I can't beleive in the guardian online business section they have the "Inflation steady" article, and immediately underneath the "oil hits record highs and likely to continue upwards" story, and absolutely no journalistic comment on the contradiction.
Madness
7. sold 2 rent 1 said...
Inflation will not take off in the UK.
The end result of this secular cycle is a deflationary slump.
The debt levels are way too high.
To expain, imagine CPI going over 3% and IRs were lifted to 6.5% the average Brit would be hammered on his/her debts and immediately pull back on spending.
They would ask for a pay rise but get refused because of massive immigration and offshoring of jobs. The economy will slip into recession and inflation will drop back, as any price rises in the shops will act like a tax, as real incomes fall further.
Deflation is a very difficult concept to grasp.
8. whiteknight said...
prices themselves dont necessarily fall back if the items are imports and in global demand.
this is not a closed system in the UK.
9. whiteknight said...
stagflation is the more likely scenario surely.
10. taffee said...
real rate of inflation is 4.8% 'cos they only include what they want
They used to include mortgages
11. mrmickey said...
Is it possible the US called the Turks murderers knowing they might invade Iraq in retaliation, this will push the price of oil up creating a demand for more Dollars and therefore stopping the collapse of the Dollar, just a theory.

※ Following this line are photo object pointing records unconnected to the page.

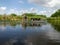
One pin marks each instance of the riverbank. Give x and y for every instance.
(54, 20)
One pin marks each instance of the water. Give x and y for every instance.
(12, 33)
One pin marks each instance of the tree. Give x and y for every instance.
(56, 14)
(13, 14)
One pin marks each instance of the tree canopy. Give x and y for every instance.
(56, 14)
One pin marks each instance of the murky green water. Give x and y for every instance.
(12, 33)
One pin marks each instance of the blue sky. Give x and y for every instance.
(46, 7)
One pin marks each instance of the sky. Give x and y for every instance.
(46, 7)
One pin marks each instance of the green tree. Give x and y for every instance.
(56, 14)
(13, 14)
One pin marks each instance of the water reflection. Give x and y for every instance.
(28, 34)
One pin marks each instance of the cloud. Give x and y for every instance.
(46, 3)
(2, 8)
(13, 10)
(21, 2)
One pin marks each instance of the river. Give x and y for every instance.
(28, 34)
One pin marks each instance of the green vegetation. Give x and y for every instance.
(15, 17)
(55, 18)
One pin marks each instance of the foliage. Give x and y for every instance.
(56, 14)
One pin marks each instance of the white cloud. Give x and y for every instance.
(2, 8)
(33, 10)
(46, 3)
(13, 10)
(21, 2)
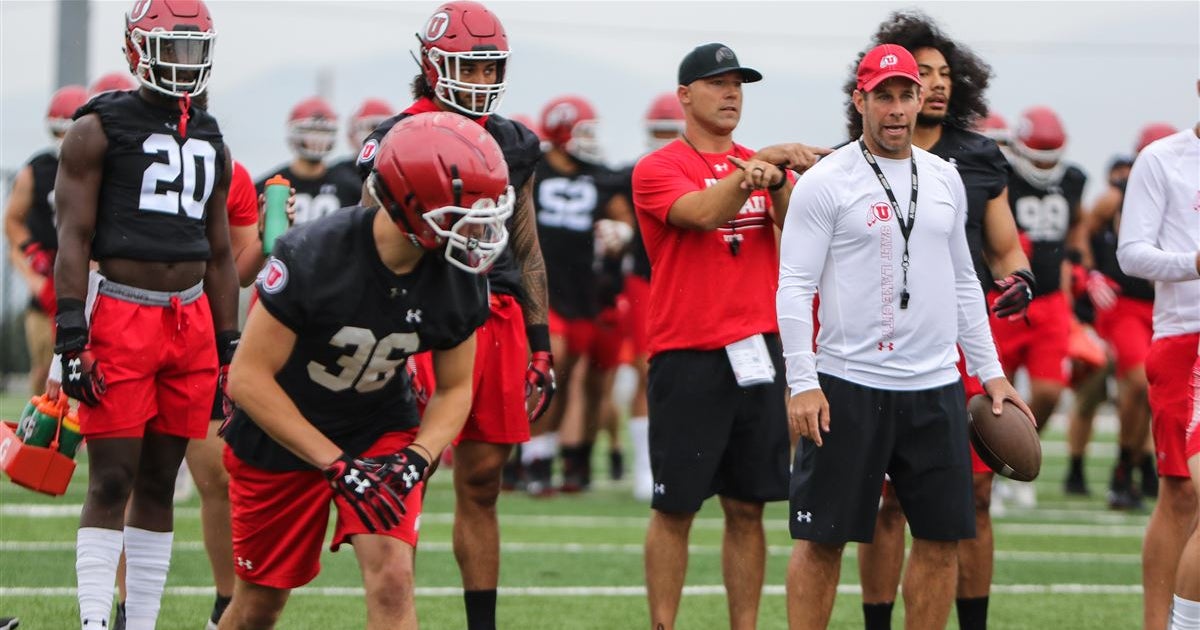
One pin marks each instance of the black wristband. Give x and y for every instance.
(227, 343)
(781, 180)
(538, 336)
(72, 325)
(1027, 276)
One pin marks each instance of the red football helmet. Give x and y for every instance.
(444, 181)
(1153, 131)
(112, 82)
(365, 119)
(168, 45)
(1038, 145)
(570, 123)
(664, 118)
(312, 129)
(63, 106)
(463, 31)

12. C'mon Correction said...
I agree with Whiteknight, I can't see the UK falling into a deflation cycle anytime soon. Globally, inflation is the order of the day at present, UK imports more than it exports, any rate cuts and we'll start importing inflation. Over-immigration is not something that can happen indefinitely, indeed I think UK is past the limit. The Polish etc will soon be able to earn more after living costs, taxes etc back home than here in UK and live happier.

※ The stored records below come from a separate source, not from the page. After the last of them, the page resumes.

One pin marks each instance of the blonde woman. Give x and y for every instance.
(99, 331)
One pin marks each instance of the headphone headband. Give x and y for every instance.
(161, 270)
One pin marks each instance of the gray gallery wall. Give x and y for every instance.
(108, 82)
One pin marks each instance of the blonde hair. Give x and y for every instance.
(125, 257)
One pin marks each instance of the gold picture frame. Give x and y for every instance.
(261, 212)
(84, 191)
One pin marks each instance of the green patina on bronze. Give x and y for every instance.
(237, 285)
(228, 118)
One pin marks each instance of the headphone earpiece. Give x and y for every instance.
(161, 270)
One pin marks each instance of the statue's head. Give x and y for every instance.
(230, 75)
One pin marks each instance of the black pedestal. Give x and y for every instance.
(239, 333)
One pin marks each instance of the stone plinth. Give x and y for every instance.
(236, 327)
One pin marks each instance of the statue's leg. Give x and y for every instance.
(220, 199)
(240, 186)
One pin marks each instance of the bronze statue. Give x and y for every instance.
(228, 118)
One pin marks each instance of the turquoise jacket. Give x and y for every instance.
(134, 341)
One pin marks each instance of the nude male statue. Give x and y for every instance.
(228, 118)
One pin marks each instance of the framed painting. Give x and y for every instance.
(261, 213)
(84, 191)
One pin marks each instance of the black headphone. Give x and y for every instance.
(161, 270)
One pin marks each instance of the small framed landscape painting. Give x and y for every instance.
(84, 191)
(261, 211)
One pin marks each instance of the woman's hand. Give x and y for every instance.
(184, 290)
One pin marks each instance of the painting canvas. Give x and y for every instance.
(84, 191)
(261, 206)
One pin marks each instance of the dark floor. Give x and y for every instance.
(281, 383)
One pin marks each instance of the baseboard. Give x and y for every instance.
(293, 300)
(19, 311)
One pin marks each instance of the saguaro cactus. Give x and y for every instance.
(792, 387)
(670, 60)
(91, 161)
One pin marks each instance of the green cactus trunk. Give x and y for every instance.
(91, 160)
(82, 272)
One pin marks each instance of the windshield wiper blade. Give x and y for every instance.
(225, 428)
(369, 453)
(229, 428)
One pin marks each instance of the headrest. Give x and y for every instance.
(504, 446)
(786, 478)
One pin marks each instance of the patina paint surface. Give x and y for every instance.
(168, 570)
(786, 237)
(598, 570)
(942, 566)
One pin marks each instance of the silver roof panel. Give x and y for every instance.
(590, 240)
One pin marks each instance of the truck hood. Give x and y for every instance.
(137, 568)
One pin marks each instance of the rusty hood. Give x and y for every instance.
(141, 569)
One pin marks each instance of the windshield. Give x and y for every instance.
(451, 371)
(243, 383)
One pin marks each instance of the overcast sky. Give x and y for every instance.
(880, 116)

Deflation will only occur if we have a huge house price crash over 40%, until then deflation won't happen, I assume that's what s2r1 means? After a crash = deflation.
13. Ticktock said...
I agree whiteknight, Stagflation seems the likely outcome to me too.
14. d'oh said...
mrmickey - I had the same paranoid worry myself. Luckily, I wrapped my sandwiches in tinfoil this morning.
15. shipbuilder said...
I would say stagflation too - the credit crunch/crash will curb spending while we still have the problem of decreasing resources, importing inflation from China soon and a weakening currency. Can there be any other outcome?
16. david20040_0 said...
Errrrr how? When oil is nearly $90 a barrel?
17. sold 2 rent 1 said...
Deflation is the ultimate destination of the UK and the western world
How visible was deflation in Japan in 1989 and in the US in 1929. It wasn't
Money supply/new debt is increasing at 13% a year in the UK. Most of this new money/debt is going into assets. Very little is showing up in goods/services price rises (as yet).
Deflation happens when homeowners and businesses default on their loans and the money supply starts to contract. When the money supply contracts we have deflation in the making.
This is why governemnts are allowing money supply growth to rage ahead. The crux of the problem is that as long as this new money goes into assets the situation only gets worse and the end result more predictable.
The western governments only have 2 years or so left to start generating some serious price inflation (say > 50%) to erode the debt levels. By 2010 the default rate on loans will mean the money supply will start contracting - game over.
18. Northernlad said...
YET MORE *ULLSHIT FIGURES WE AS A NATION ARE EXPECTED TO BELIEVE!
19. mrmickey said...
sold 2 I think your spot on. The war on terror and the housing bubble have all been engineered to keep the money supply expanding, all built on debt of course, once the money supply contracts and deflation sets in were back in a situation where only a world war may get the money supply expanding again.